For any tracked statistic \(\mathbf{S}\), the running update is
\[\mathbf{S}_{t} = (1-\alpha)\mathbf{S}_{t-1} + \alpha\,\mathbf{S}^{\text{batch}}_{t},\]where \(\alpha\in(0,1]\) is the momentum and \(\mathbf{S}^{\text{batch}}_{t}\) is the statistic computed from the current batch.
- Parameters:
num_features_x – Number of features in input tensor x.
num_features_y – Number of features in input tensor y. If None, uses same as x.
momentum (
float) – Momentum factor for exponential moving average. Must be in (0, 1]. Higher values give more weight to recent batches. Default: 0.1.eps (
float) – Small constant for numerical stability. Default: 1e-6.center_with_running_mean (
bool) – If True, center covariance computation using running means instead of batch means (except for first batch). Default: True.dim_x (int)
dim_y (int | None)
- Shape:
Input x: \((N, D_x)\) where N is batch size and \(D_x\) is num_features_x.
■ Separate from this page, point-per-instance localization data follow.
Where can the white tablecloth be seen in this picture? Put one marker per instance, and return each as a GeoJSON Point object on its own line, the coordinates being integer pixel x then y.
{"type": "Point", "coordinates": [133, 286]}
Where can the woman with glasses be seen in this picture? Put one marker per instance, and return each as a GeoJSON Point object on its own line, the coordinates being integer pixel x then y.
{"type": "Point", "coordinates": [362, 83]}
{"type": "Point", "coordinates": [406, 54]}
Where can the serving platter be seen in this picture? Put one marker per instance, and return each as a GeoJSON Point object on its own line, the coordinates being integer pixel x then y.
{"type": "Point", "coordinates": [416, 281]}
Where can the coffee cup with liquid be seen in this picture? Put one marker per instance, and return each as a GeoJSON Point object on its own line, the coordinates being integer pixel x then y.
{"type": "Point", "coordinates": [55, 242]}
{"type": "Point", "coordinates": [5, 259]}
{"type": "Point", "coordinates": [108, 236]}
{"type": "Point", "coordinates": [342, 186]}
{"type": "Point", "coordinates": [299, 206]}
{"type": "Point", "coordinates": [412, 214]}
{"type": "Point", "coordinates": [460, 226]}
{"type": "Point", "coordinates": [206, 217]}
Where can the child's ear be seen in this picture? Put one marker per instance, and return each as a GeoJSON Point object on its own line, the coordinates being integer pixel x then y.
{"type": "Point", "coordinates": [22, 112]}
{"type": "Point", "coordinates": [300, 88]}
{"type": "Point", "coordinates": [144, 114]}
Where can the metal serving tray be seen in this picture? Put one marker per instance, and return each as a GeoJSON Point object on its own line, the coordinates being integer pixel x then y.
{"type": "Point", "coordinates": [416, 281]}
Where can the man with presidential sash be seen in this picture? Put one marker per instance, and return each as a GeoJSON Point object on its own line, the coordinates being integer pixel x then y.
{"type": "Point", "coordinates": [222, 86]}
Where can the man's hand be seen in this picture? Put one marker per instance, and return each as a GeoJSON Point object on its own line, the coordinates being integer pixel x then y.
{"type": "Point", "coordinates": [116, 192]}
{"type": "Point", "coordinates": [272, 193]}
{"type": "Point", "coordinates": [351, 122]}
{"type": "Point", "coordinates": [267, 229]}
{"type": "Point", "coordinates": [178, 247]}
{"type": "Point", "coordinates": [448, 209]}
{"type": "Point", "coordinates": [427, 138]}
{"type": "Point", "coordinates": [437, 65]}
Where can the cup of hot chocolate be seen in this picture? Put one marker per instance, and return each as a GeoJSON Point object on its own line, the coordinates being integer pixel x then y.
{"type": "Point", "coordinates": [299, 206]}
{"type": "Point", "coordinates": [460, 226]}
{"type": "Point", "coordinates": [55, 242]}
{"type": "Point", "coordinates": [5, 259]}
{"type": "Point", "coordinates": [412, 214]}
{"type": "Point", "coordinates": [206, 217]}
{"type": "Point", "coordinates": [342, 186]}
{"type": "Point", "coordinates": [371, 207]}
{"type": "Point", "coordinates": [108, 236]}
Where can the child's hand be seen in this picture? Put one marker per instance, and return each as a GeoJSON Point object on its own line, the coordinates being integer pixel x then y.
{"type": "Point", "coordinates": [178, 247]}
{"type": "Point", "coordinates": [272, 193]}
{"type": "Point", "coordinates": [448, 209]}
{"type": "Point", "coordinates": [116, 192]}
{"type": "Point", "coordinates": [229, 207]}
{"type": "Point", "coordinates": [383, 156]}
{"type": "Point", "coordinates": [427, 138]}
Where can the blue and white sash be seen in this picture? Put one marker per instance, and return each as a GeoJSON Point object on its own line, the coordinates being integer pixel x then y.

Input y: \((N, D_y)\) where \(D_y\) is num_features_y.
Output: Same as inputs (data is not transformed).
Example
>>> stats = EMAStats(dim_x=10, dim_y=5, momentum=0.1) >>> x = torch.randn(32, 10) >>> y = torch.randn(32, 5) >>> x_out, y_out = stats(x, y) >>> mu_x = stats.mean_x >>> C_xy = stats.cov_xy >>> print(mu_x.shape, C_xy.shape)
Note
Whenever previously tracked statistics are reused, the historical means \(\boldsymbol{\mu}_{x,t-1}\), \(\boldsymbol{\mu}_{y,t-1}\) and covariance operators \(\mathbf{C}_{xx,t-1}\), \(\mathbf{C}_{yy,t-1}\), \(\mathbf{C}_{xy,t-1}\) are first detached from the autograd graph. In particular, the centering mean and the previous EMA state in the update
\[\mathbf{S}_{t} = (1-\alpha)\,\operatorname{detach}(\mathbf{S}_{t-1}) + \alpha\,\mathbf{S}^{\text{batch}}_{t}\]are treated as constants with respect to the current optimization step. This truncates the computation graph across batches, preventing gradients from propagating through historical running state while keeping the current batch contribution differentiable.
- forward(x, y)[source]#
Update running statistics and return inputs unchanged.
- Parameters:
- Return type:
- Returns:
Tuple (x, y) - inputs are returned unchanged.
Note
For batches after the first one, the EMA update uses \(\operatorname{detach}(\boldsymbol{\mu}_{x,t-1})\), \(\operatorname{detach}(\boldsymbol{\mu}_{y,t-1})\), \(\operatorname{detach}(\mathbf{C}_{xx,t-1})\), \(\operatorname{detach}(\mathbf{C}_{yy,t-1})\), and \(\operatorname{detach}(\mathbf{C}_{xy,t-1})\) before mixing them with the current batch statistics. This preserves differentiability with respect to the current batch while preventing the running buffers from carrying a growing cross-batch autograd graph.